Hoi, When the only reason why chapters cannot overlap is because of a fear that a commercial organisation plays one chapter against another, I fail to agree that this is a good reason. Obviously chapters are involved in such negotiations, that is not the point.
I am quite ok with chapters being different. What I fail to understand is what it is that chapters are expected to do. Let me sketch a scenario. A Dutch group wants their chapter only to be a society while another group wants to organise things engage in dialogue with archives, musea. These two visions are worlds apart. When you are unlucky you end up with a fight. When both groups can do their thing, there is no need for this. When the WMF prohibits two organisations, it will be a recurring fight. Thanks, GerardM
2009/1/20 Ting Chen wing.philopp@gmx.de
Gerard Meijssen wrote:
Hoi, So the only reason why chapters cannot overlap is possible commercial nastiness ???? Does the NYC have a license to negotiate as much as
another
USA (sub)-chapter have.
Yes, inside their own areas.
What is left for the Wikimedia Foundation itself ?
Why, the WMF has enough things to do, and in my opinion can still do more.
But what the WMF don't want to be is very clear it doesn't want to be a USA-chapter.
How do you make commercial organisations split along "our" lines ?
I don't quite understand this question. The german chapter for example had long doing commercials in Germany if you will.
As I learn more about chapters, I come to my conclusion that they are a confused hodgepodge of conflicting ideas. The notion what the essence of
a
chapter is is no longer clear at all. I would really LOVE some clear structured text that explains the notion of the chapter and explains what its responsibilities are.

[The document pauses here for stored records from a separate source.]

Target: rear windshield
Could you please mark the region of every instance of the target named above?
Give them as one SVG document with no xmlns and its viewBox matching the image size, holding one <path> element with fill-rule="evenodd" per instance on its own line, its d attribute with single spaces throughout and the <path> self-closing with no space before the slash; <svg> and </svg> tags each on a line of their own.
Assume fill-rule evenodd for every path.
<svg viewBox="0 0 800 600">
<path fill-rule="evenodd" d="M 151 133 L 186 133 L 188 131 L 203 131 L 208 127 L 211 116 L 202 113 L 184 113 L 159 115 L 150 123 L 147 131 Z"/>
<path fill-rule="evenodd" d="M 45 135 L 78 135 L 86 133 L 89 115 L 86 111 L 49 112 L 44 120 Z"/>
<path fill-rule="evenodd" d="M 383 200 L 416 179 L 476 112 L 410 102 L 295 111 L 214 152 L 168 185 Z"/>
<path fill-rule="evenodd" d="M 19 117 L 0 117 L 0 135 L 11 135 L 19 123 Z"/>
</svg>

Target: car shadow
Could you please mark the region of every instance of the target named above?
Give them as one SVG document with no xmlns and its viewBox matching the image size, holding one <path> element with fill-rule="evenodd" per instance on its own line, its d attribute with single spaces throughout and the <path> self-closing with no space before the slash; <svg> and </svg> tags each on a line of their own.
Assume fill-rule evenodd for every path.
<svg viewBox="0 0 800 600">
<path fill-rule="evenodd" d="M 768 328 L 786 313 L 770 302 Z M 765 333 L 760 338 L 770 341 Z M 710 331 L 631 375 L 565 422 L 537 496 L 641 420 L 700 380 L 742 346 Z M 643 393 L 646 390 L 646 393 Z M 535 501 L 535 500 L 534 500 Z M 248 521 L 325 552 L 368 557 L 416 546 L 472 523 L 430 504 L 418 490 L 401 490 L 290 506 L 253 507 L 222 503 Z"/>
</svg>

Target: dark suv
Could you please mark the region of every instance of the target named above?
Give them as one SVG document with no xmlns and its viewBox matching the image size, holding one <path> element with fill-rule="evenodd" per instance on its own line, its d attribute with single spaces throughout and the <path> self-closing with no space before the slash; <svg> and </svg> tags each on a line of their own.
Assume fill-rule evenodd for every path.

Gerard, the world is not a unity (may I say thank Gods for that?). What works in Germany may not work in Taiwan, may not even work in France or the Netherlands. As someone had already pointed out in this thread, the french chapter is very different as the german. So, there would be NO clear definition of how a standard chapter should look like. The ChapCom has a set of criterias before it would recommend an organisation to the board as a chapter. That's it mainly.